Thursday, July 10th, I went to one of the premiering films of the 26th Galway Film Fleadh 2014 festival at the Town Hall Theatre in Galway. The Film Fleadh is a local cultural event that has been running for 26 consecutive years. It’s a festival that encourages local film makers to submit their films to the screening selection of the year, and, afterwards perhaps receive rewards for their work. The film that I went to see was The Stranger directed by Neasa Ní Chianáin. She is also the director of Frank Ned & Busy Lizzie, winner of Best Feature Documentary, Celtic Film Festival 2004 and Fairytale of Kathmandu world premiere at IDFA in Amsterdam, the largest documentary festival in the world in 2007, and then played 30 international Festivals and won 3 Best Documentary and Best Director awards.
The Stranger is a documentary that tells the story of Neal MacGregor, an English artist, from Kensington, England. MacGregor was part of the 1960’s generation, but he later became a recluse and a hermit, who died alone at the age of 43, in a stone shed on Inishbofin, County Donegal, Ireland, 1990. The film explores the personal and social circumstances that led to MacGregor’s seclusion on Inishbofin. According to the documentary, MacGregor is portrayed as someone whom didn’t quite fit into the community where he lived. He is described in his early years as being irreverent, and visionary; these characteristics come through in his mystic philosophies and hand-crafted art. The art that he left behind is exemplary of his obsessive activity and creative nature. This instinct to create is evident in the multiplicity of crafts that he gave to his friends, family, and community members. Yet, the simplistic beauty of the work that MacGregor left behind is juxtaposed to the emptiness of spirit and confusion that he felt, that is seen in his many diary entries. This loneliness led him to live a simple life, in the last eight years of his life, in a shed without water, electricity, or heating. During his last years, MacGregor wrote a mystical statement that captures the psychosis of the Irish people of being stuck and not being able to move forward in their lives. This theme of being stuck is also found in the works of the Irish playwrights of the twentieth century like: Samuel Beckett, Brian Friel, Martin McDonagh, and Conor McPherson. MacGregor’s mystical statemen that I have paraphrased is as follows:
…if you ever find yourself in a moment of complete understanding of the circumstances that have led you to your now: all that is in flux around you will become still. Your past, present, and future will converge in a single moment and all the confusion of your existence will become clear. In this moment of clarity, you will feel empowered to move ahead into a better future and thus make peace with your past. But that clarity that you have received from the “universal energy force” will dissipate in the blink of an eye. And you will be at a loss wanting to find again what you have experienced, therefore, never again being able to capture that understanding, thus you are trapped in your life…knowing that you knew the answer to everything, but not being able to answer why you knew it.
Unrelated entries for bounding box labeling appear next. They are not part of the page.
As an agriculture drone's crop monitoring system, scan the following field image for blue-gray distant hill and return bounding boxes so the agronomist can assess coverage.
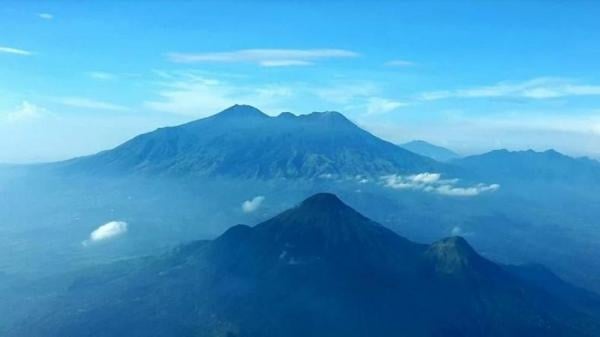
[63,105,445,179]
[400,140,460,162]
[8,194,600,337]
[452,149,600,188]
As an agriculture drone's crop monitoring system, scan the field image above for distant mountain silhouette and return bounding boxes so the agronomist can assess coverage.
[61,105,445,178]
[9,194,600,337]
[452,150,600,184]
[400,140,460,162]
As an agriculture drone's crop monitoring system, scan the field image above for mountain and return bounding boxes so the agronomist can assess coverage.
[12,193,600,337]
[60,105,445,179]
[452,150,600,185]
[400,140,460,162]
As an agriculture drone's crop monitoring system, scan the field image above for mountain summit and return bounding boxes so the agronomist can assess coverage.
[63,105,445,179]
[14,193,600,337]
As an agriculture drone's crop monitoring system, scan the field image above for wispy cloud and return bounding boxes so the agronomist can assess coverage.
[385,60,415,67]
[167,49,359,67]
[0,46,33,56]
[82,221,128,246]
[419,77,600,101]
[5,101,46,123]
[86,71,118,81]
[242,195,265,213]
[56,97,129,111]
[144,74,293,117]
[37,13,54,20]
[366,97,408,115]
[381,172,500,197]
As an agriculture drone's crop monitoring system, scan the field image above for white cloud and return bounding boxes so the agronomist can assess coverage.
[419,77,600,101]
[381,172,500,197]
[56,97,129,111]
[385,60,415,67]
[83,221,128,246]
[168,49,359,67]
[435,184,500,197]
[259,60,314,67]
[0,46,32,56]
[242,195,265,213]
[87,71,117,81]
[367,97,408,115]
[5,101,46,123]
[38,13,54,20]
[144,74,294,117]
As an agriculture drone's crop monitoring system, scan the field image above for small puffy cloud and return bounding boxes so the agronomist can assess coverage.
[83,221,128,246]
[366,97,408,115]
[385,60,415,67]
[5,101,46,123]
[38,13,54,20]
[0,46,32,56]
[450,226,463,236]
[87,71,117,81]
[242,195,265,213]
[408,172,442,184]
[381,172,500,197]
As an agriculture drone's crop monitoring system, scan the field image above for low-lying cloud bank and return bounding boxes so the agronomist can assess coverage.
[82,221,127,246]
[381,172,500,197]
[242,195,265,213]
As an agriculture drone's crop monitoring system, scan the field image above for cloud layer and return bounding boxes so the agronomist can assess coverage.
[242,195,265,213]
[420,77,600,101]
[0,46,32,56]
[167,49,359,67]
[57,97,129,111]
[381,172,500,197]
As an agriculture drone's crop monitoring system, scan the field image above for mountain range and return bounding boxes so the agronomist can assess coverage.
[8,193,600,337]
[400,140,460,162]
[60,105,444,179]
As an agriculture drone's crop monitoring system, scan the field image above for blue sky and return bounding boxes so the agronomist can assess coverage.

That is the conundrum of human existence: to know what you have known and will know, but not being able to move ahead. With the strength that that knowledge had given you, you will be forever in a state of weakness — frozen in time — immovable, but all-knowing. Time passes, but you will not be able to understand why, or for that matter, be able to capture the moment of happiness that you are experiencing in your life. Knowing that fact of weakness: is the ultimate pain, and therefore pain is the essence of your existence.
The Stranger, was an interesting and philosophical film and at the end of the premier I met Neasa Ní Chianáin and Stuart MacGregor, Neal MacGregor’s brother, and asked for a photo. While we were prepping for the photo shot, I asked Stuart MacGregor what he thought of the film and he said that it was “a portrait of his brother that preserved him (Neal) for years to come and gave him (Stuart) a glimpse of his brother’s life that allowed him to come to an understanding of his brother’s mind and come to accept him for who he was.” This portrait of Neal MacGregor was possible due to the work of the director who used the diaries, his art, the stories of his friends and family before seclusion, and the hearsay of the natives of Inihsbofin without further analysis or exposition. Stuart MacGregor’s closing statement about the film was that the film gave him something material to hold on to in memory of his brother, Neil, since it is a surviving portrait –there are few photos of Neal during his lifetime.